The Priory was founded in 1957 by a group of seven Hungarian Benedictine Monks from Saint Martin's Archabbey in Pannonhalma, Hungary. In 1974, the monks affiliated with Saint Anselm Abbey in Goffstown, New Hampshire.

The school began on an 18 acre ranch and over the years has expanded significantly to the point that the campus now encompasses some 50 acre.

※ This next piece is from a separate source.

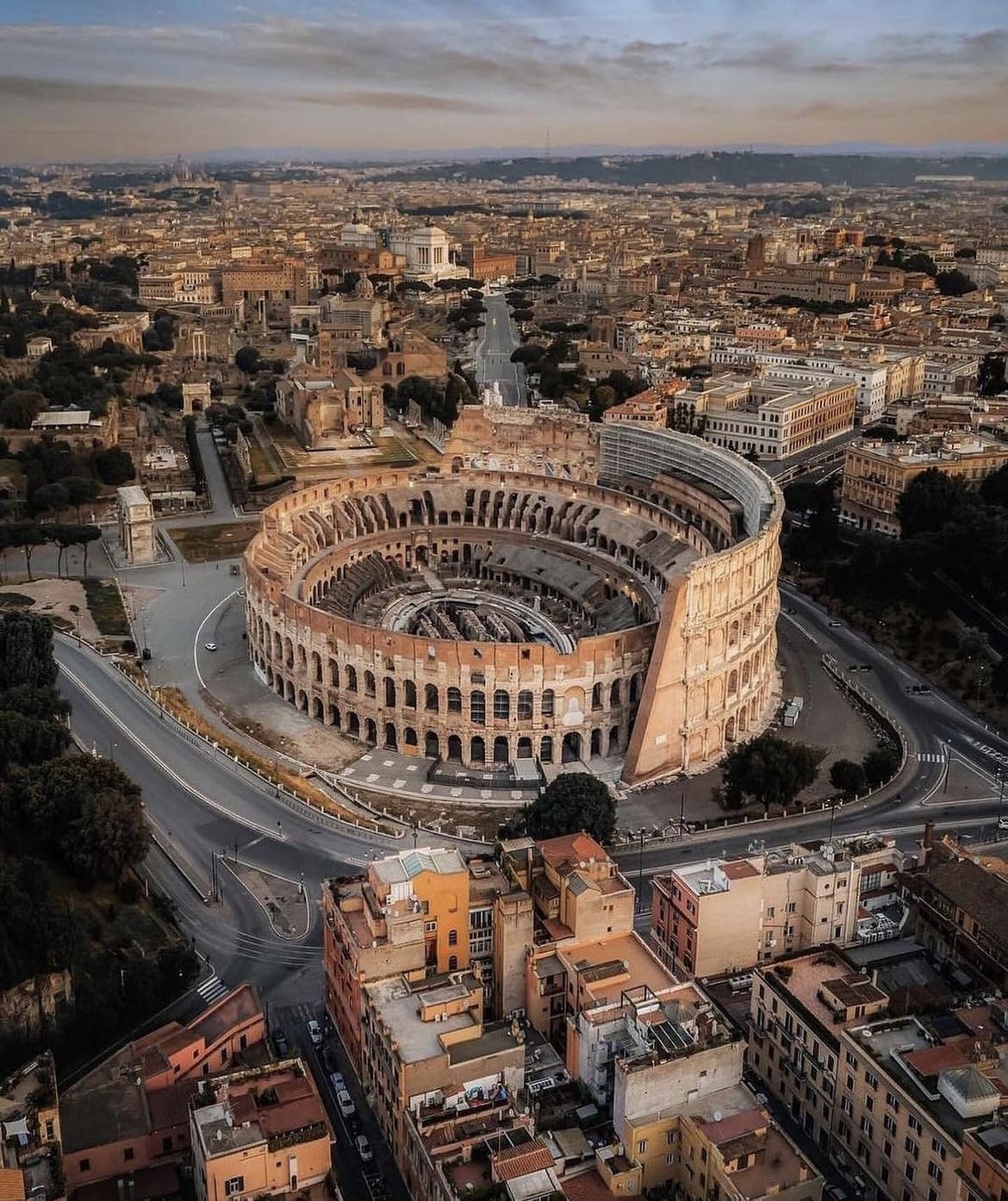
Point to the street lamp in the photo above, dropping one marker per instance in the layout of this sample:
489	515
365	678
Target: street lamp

Originally the school was made up entirely of male boarders, but over the years the ratio of boarders to day students changed, and today the boarding school accounts for a smaller percentage of the upper school student body. In the early 1990s, the school began admitting females to the day program; the first coed senior class graduated in 1995. There have been female boarders since 2004.

The Priory was granted a seven-year accreditation by the Western Association of Schools and Colleges (WASC), the California Association of Independent Schools (CAIS) and the Western Catholic Education Association in June 2019.

==Athletics==
The Priory offers football, cross country, volleyball, tennis, water polo, soccer, basketball, lacrosse, swimming, track and field, and baseball.

In March 2025, Priory's Boys Basketball team won the California Division IV Championship in Sacramento with a 83-66 victory over Fresno Christian School.

The Priory basketball gym was prominently featured in Stephen Curry: Underrated a documentary about Stephen Curry.